You need water for proper brain function, and if you aren’t firing on all cylinders while you’re here you slip up and miss something. Bombarding our systems with diuretics like caffeine (and the occasional alcoholic beverage) makes things much worse. Plus, the water here tastes like the pipes it came in through, so it’s often a matter of willing yourself to gag down enough of it.

Sleep (or lack thereof)

You wake up early in the morning. You say up late writing up embargoed posts for the next day. And yes, part of why we’re here is to socialise, network, and all that stuff. I used the Fitbit One and BodyMedia LINK to track the duration and quality of my sleep. Holy crap, it’s pathetic.

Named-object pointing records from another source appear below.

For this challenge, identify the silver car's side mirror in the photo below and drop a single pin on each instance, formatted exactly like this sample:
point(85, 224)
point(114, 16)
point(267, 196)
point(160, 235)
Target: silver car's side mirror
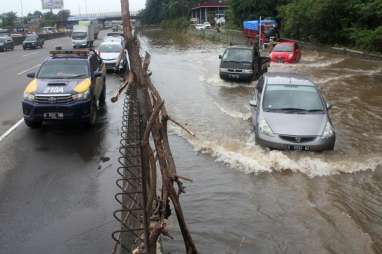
point(253, 103)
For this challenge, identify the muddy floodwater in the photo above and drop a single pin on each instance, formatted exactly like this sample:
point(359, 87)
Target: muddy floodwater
point(248, 199)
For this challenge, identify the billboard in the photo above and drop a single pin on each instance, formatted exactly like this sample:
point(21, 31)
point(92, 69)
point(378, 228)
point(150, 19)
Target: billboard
point(52, 4)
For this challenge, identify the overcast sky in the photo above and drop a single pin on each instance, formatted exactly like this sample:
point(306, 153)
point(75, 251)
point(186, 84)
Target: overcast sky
point(75, 6)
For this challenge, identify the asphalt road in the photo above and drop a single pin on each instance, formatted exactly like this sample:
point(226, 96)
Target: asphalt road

Interestingly enough, the two trackers came back with very different results:

BodyMedia

  • Sunday night: 5 hours, 11 minutes of sleep, 80% sleep efficiency
  • Monday night: 3 hours, 36 minutes of sleep, 77% sleep efficiency
  • Tuesday night: 2 hours, 42 minutes of sleep, 79% sleep efficiency

I had the Fitbit set to sensitive mode, and it was far less tolerant of my tossing and turning.

Fitbit

  • Sunday night: 2 hours, 2 minutes of sleep, 39% sleep efficiency
  • Monday night: 3 hours, 6 minutes of sleep, 61% sleep efficiency
  • Tuesday night: 1 hours, 16 minutes of sleep, 84% sleep efficiency

The truth is somewhere in between. But either way, it’s brutal. You feel yourself get crazier day by day. There are things you can do to help yourself run on no sleep, but sooner or later, it catches up to you.

All of this adds up, and by the end of the week, it’s hard to talk in complete sentences. Your eyes are sunburned from all the gadgets screens, emails are going in one ear and out the other because you’re getting 400 a day. When you finally get home, you find a dark corner and you try to pass out for 36 hours. Unless you have to work the next day.

It’s always a long road to recovery from a CES hangover.